The goal of uninterrupted immersion led them to simplify the game's interface, to reduce the number of heads-up display icons and to include automatically updated quest logs, spellbooks and maps. According to the company's Chris Straka, the team "made every effort to bridge the gap between the novice and the expert player", without automating too much of the gameplay. So that players could immediately understand and play Anvil of Dawn, DreamForge chose to make the game completable with only the left mouse button. This decision in turn inspired the team to limit the game to a single player character, instead of a party-based system. Straka explained, "In this way, we didn't have to worry about multiple characters, multiple faces, multiple inventories, etc., and how all the possible combinations can be made functional with a simple left click."

Several months were dedicated to the conception and implementation of magic, and a pseudo-turn-based system was devised to handle fighting. Enemies attack at set intervals, which DreamForge tried to make long enough that players did not "feel overly rushed" during combat. However, enemies are also programmed to counterattack each of the player's strikes, after which they return to the waiting interval. This allows the player to set the pace of combat: attacking rapidly increases enemies' attack speed in turn, while attacking slowly decreases it.

==Reception==

According to PC Accelerator, Anvil of Dawn was "critically acclaimed". It was named the best role-playing game of 1995 by Computer Gaming World and Computer Game Review, and received a nomination for Computer Games Strategy Pluss "Role-Playing Game of the Year" award, which went to Stonekeep. The editors of Computer Gaming World singled out Anvil of Dawns "playability and balance" as the reasons for their decision, while those of Computer Game Review summarized the title as "an excellent job all the way around."

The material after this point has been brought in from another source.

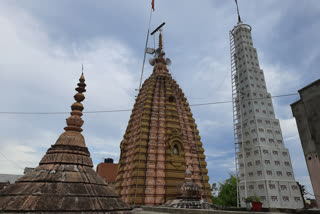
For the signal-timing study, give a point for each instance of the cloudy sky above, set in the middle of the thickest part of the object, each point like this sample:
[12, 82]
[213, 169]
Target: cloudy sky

Writing for PC Gamer US, Trent C. Ward called Anvil of Dawn an "attractive and enjoyable RPG that doesn't stretch the boundaries very far." In Computer Gaming World, Scorpia summarized the game as "a dungeon romp with several points of interest, and a couple of pleasant surprises." Andy Butcher reviewed Anvil of Dawn for Arcane magazine, rating it an 8 out of 10 overall. Butcher comments that "As with nearly all computer RPGs, this is still limited to hack-and-slash; but it's hack-and-slash raised to an art form. Anvil Of Dawn is ultimately limited, but it's so easy to get into that it hardly matters." Computer Games Strategy Plus was less positive: the magazine's Steve Wartofsky argued that "there are both faster and deeper games already on the market or shortly on the way."

In his book Dungeons and Desktops: The History of Computer Role-Playing Games (2008), the video game historian Matt Barton declared Anvil of Dawn "one of the best of the Dungeon Master-inspired games". He cited the game's "careful pacing, splendid music, and ... superior interface" as high points.

Review scores
| Publication | Score |
|---|---|
| PC Gamer (US) | 73% |
| Arcane | 8/10 |
| Computer Game Review | 89/92/93 |
| PC Entertainment | 4/5 |

==Reviews==
- Australian Realms #27

==Legacy==
In 1999, a writer for PC Accelerator reported that New World Computing initially planned to use Anvil of Dawn as the start of "an ongoing franchise" after its release. However, these plans were dropped in favor of focusing on Might & Magic titles.

In 2013, the game was re-released via GOG.com with Microsoft Windows support.